Today I'm looking at For All the Tea in China, by Sarah Rose, which is a really good example of how I need to actually read the summaries for some of these books before I decide to check them out from the library. I thought this book would focus more on the Opium Wars where Britain forced China open to the opium trade to rectify a balance of payments problem with their importation of tons of tea from China. Instead, this book focuses more on the efforts of the East India Company to obtain tea plants, whether seeds or saplings, and transplant them in British-controlled India where they could significantly decrease both the costs of importing tea and the travel time to London.

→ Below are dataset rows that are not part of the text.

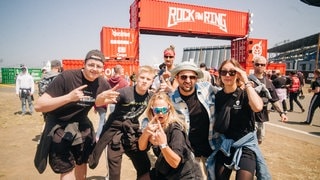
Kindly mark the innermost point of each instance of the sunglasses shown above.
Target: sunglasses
(258, 64)
(184, 77)
(225, 72)
(92, 66)
(158, 110)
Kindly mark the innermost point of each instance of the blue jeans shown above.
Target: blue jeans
(24, 106)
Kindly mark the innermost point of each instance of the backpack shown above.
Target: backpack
(44, 83)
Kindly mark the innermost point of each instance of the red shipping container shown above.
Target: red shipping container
(278, 67)
(119, 43)
(244, 50)
(169, 18)
(129, 67)
(72, 64)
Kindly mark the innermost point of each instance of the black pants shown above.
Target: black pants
(293, 96)
(314, 104)
(139, 159)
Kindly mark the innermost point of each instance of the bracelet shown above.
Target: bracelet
(246, 83)
(162, 146)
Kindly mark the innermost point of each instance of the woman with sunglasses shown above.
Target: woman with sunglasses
(236, 146)
(166, 132)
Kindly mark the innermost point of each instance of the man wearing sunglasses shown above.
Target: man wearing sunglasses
(266, 91)
(68, 136)
(121, 131)
(195, 101)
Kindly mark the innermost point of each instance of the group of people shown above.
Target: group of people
(196, 130)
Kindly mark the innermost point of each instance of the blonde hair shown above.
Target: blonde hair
(147, 69)
(171, 48)
(172, 114)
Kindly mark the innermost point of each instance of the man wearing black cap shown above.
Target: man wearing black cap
(68, 136)
(25, 89)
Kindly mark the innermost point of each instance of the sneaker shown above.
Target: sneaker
(305, 122)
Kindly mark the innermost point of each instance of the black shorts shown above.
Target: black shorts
(247, 160)
(63, 155)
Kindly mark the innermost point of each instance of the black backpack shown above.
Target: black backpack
(44, 83)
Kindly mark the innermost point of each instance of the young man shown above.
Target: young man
(121, 132)
(315, 100)
(25, 89)
(195, 101)
(68, 137)
(266, 91)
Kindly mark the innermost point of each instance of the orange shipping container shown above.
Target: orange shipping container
(169, 18)
(119, 43)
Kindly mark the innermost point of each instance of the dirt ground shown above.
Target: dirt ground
(286, 157)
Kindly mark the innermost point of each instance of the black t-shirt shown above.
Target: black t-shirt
(130, 105)
(66, 82)
(199, 126)
(315, 84)
(280, 82)
(240, 115)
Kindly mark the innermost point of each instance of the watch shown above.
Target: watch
(162, 146)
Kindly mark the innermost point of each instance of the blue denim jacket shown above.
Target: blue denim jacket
(224, 145)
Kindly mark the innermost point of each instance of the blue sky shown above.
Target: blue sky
(33, 32)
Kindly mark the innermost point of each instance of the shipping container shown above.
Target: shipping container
(119, 43)
(72, 64)
(176, 19)
(212, 56)
(244, 50)
(9, 74)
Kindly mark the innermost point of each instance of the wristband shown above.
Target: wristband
(247, 83)
(282, 113)
(162, 146)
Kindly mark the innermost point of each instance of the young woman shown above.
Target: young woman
(167, 134)
(236, 143)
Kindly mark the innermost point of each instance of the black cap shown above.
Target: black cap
(95, 55)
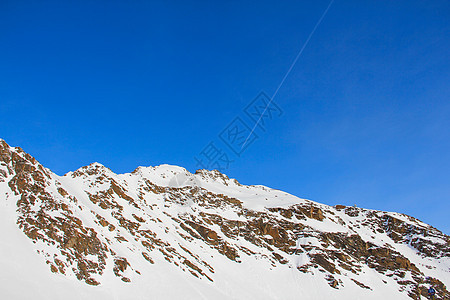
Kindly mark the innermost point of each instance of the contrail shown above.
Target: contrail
(289, 70)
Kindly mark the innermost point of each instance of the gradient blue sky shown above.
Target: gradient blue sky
(130, 83)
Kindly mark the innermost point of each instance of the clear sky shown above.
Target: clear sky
(127, 83)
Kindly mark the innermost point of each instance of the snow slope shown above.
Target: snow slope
(164, 233)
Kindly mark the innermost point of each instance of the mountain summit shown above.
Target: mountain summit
(164, 233)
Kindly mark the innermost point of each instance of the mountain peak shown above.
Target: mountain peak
(206, 234)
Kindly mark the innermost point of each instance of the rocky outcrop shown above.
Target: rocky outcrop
(85, 231)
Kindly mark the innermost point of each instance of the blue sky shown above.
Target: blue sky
(127, 83)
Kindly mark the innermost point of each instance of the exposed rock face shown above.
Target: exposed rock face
(91, 221)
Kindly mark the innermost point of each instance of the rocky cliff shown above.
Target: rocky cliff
(95, 225)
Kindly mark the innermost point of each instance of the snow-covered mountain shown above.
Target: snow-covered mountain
(164, 233)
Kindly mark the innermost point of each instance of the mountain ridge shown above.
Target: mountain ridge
(105, 229)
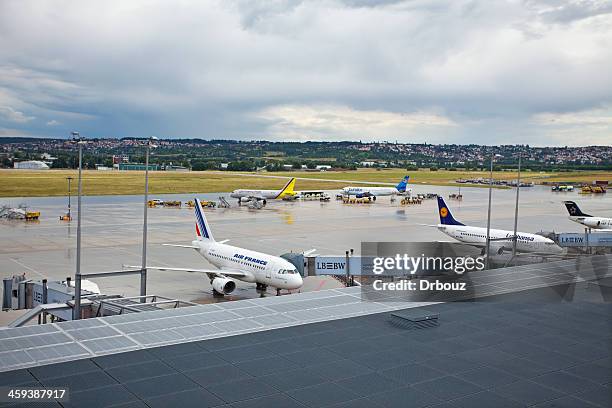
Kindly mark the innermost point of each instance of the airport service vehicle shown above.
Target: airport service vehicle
(236, 263)
(587, 220)
(264, 195)
(500, 240)
(361, 192)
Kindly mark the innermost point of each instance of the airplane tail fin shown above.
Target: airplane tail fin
(202, 228)
(446, 218)
(401, 187)
(574, 210)
(288, 189)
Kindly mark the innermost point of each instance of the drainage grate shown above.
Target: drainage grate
(414, 319)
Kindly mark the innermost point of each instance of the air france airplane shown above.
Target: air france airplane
(263, 195)
(587, 220)
(378, 191)
(477, 236)
(236, 263)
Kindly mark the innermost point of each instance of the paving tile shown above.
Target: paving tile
(215, 375)
(242, 389)
(269, 401)
(565, 402)
(294, 379)
(404, 397)
(322, 394)
(447, 388)
(101, 397)
(564, 382)
(488, 377)
(196, 398)
(368, 384)
(599, 395)
(266, 365)
(136, 372)
(597, 373)
(486, 399)
(194, 361)
(64, 369)
(412, 373)
(528, 392)
(337, 370)
(157, 386)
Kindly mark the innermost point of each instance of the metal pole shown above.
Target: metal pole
(143, 272)
(77, 276)
(489, 216)
(69, 198)
(518, 189)
(348, 270)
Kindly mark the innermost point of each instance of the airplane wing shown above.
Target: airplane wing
(216, 272)
(254, 197)
(182, 246)
(472, 244)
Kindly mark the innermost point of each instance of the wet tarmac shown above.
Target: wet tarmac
(112, 232)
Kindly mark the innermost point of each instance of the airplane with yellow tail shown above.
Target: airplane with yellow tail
(263, 195)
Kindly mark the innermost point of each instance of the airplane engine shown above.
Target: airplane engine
(224, 286)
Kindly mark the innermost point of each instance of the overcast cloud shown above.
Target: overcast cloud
(441, 71)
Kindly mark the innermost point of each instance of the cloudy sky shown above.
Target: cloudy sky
(441, 71)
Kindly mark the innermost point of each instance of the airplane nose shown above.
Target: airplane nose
(297, 282)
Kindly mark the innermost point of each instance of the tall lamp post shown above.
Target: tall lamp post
(76, 138)
(488, 246)
(518, 189)
(69, 198)
(143, 273)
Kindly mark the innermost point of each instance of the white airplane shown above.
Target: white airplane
(264, 195)
(587, 220)
(236, 263)
(500, 240)
(360, 192)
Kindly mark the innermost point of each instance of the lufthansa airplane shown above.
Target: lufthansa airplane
(236, 263)
(500, 240)
(263, 195)
(587, 220)
(378, 191)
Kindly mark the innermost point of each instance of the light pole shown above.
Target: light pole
(488, 246)
(143, 271)
(69, 198)
(76, 138)
(518, 189)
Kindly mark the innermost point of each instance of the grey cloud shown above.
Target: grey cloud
(205, 69)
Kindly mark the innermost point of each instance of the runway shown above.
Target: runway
(112, 232)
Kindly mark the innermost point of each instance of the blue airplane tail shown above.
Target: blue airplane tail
(401, 187)
(446, 218)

The book focuses largely on Robert Fortune, a Scottish botanist who spent several years in China gathering not only tea plants but other practical and ornamental plants which became very popular in the newly gardening-obsessed Britain.

Rose does briefly mention the Opium Wars as part of the historical background of the tea trade, and the need for Britain to stop silver from flooding out of Britain into China for the tons upon tons of tea that Britons were drinking every year. However the book mostly focuses on how the East India Company was going to lose their monopoly on the tea trade, and all other trade in Asia, and their attempts to reduce the costs of obtaining tea. If the Company was able to raise tea in Company-controlled India, they'd have a significant advantage over other companies that would still have to go to China for their tea. The problem, however, was that the methods of raising and producing tea were closely guarded secrets in China which no foreigner had been able to see.

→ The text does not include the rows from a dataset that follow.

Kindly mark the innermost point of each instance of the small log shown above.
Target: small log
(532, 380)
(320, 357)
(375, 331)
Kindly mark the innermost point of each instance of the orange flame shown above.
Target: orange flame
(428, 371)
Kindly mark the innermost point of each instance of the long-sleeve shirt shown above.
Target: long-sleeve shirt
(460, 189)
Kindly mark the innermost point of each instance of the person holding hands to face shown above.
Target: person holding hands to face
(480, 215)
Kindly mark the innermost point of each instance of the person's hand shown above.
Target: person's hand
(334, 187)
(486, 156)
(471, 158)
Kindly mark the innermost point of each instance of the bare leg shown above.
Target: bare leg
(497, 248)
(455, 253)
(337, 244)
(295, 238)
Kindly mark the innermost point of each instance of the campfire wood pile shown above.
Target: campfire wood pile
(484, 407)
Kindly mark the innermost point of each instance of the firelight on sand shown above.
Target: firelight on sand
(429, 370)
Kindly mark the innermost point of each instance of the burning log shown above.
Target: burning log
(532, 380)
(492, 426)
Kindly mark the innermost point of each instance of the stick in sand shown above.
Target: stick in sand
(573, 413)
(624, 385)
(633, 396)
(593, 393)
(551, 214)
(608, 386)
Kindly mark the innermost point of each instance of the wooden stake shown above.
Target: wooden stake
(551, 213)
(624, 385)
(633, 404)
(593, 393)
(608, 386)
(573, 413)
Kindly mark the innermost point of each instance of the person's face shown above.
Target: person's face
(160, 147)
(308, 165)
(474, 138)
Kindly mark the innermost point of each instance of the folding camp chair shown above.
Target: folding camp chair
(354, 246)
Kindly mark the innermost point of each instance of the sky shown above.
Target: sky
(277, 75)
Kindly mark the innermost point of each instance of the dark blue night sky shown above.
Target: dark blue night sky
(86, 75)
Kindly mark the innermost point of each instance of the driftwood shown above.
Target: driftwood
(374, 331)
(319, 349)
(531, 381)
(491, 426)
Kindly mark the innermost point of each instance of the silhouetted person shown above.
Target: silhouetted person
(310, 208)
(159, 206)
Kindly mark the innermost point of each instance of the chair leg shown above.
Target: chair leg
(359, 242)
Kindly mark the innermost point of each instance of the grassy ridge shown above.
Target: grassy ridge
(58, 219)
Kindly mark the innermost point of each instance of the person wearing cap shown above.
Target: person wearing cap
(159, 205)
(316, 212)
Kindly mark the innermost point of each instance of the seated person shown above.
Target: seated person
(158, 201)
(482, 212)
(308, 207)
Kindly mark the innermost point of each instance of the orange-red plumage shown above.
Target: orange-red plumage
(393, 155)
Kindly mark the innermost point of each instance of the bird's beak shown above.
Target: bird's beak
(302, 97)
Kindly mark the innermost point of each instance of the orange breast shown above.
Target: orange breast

As Rose states, Fortune was basically involved in an act of industrial espionage trying to steal trade secrets. And while I get the sense that's supposed to be frowned upon, I also get the feeling Rose sees it as a triumph of Western ingenuity. The version I listened to was actually read by Rose herself, so I assume all of the inflections and intonations in the reading are genuine to her intentions with the book. And I can't shake the feeling she looks on the imperial ambitions of Britain and the East India Company with something approaching pride. There's almost a skirting around the brutal treatment of foreigners in colonial systems, the ability of the Company to pay absurdly low wages for workers on their tea plantations in India which enabled much lower prices of tea overall. The theft and introduction of tea is seen not so much as one of many examples of European colonialism, but a daring adventure by swashbuckling heroes.

And that's honestly what bothers me the most about this book, the fact that it's fairly recent and feels almost supportive of British Imperialism. Maybe I'm seeing something that's not really there, but it's a vibe that I can't just seem to shake. My concern only grows because of Rose's free-market advocacy. Which isn't to say that there aren't many arguments still going on about the efficacy of the free market, but I feel like her assumption monopolies are inherently wasteful borders on the dogmatic. As an example she points out the East Indiamen merchant ships used by the Company. She argues that the large ships were slow and inefficient and it was only after the introduction of competition in the market that faster, sleeker ships were introduced. Ignoring the fact that well before the fastest of sailing ships were introduced, captains still had competitions to get their tea to London first because of the premiums the first shipment of tea would receive.

And finally there's Rose's argument, although I feel calling it an argument gives it too much credence, that the switch to tea from alcoholic drinks gave Britain an edge in industrialization. While seeing how the introduction of tea, as well as the calories from the sugar and milk added to tea, changed British society overall, I think saying it alone was responsible for making Britain an industrial powerhouse while France and Germany lagged behind because of a constantly inebriated population is bordering on the preposterous. Why Britain led Europe in industrialization is a complex question with multiple answers. Access to iron and coal that allowed the creation of steam engines and other mechanical devices, financial institutions and people with sufficient capital to finance innovations in machinery, and the demand for advances in a growing textile trade. While any one of these is insufficient alone to explain it, they all contribute to explain Britain's development as an industrial power. A shift from alcohol to tea seems insufficient.

I think my biggest problem isn't factual accuracy because as far as I can tell Rose did her research, it's more the interpretation that she takes from those facts which bothers me. She seems oddly pro-imperialism in her narrative, although again that's my own interpretation. She also advances some pretty tenuous theories which cast doubt onto a lot of her other work. Overall I guess the book is okay but it raises some doubts for me.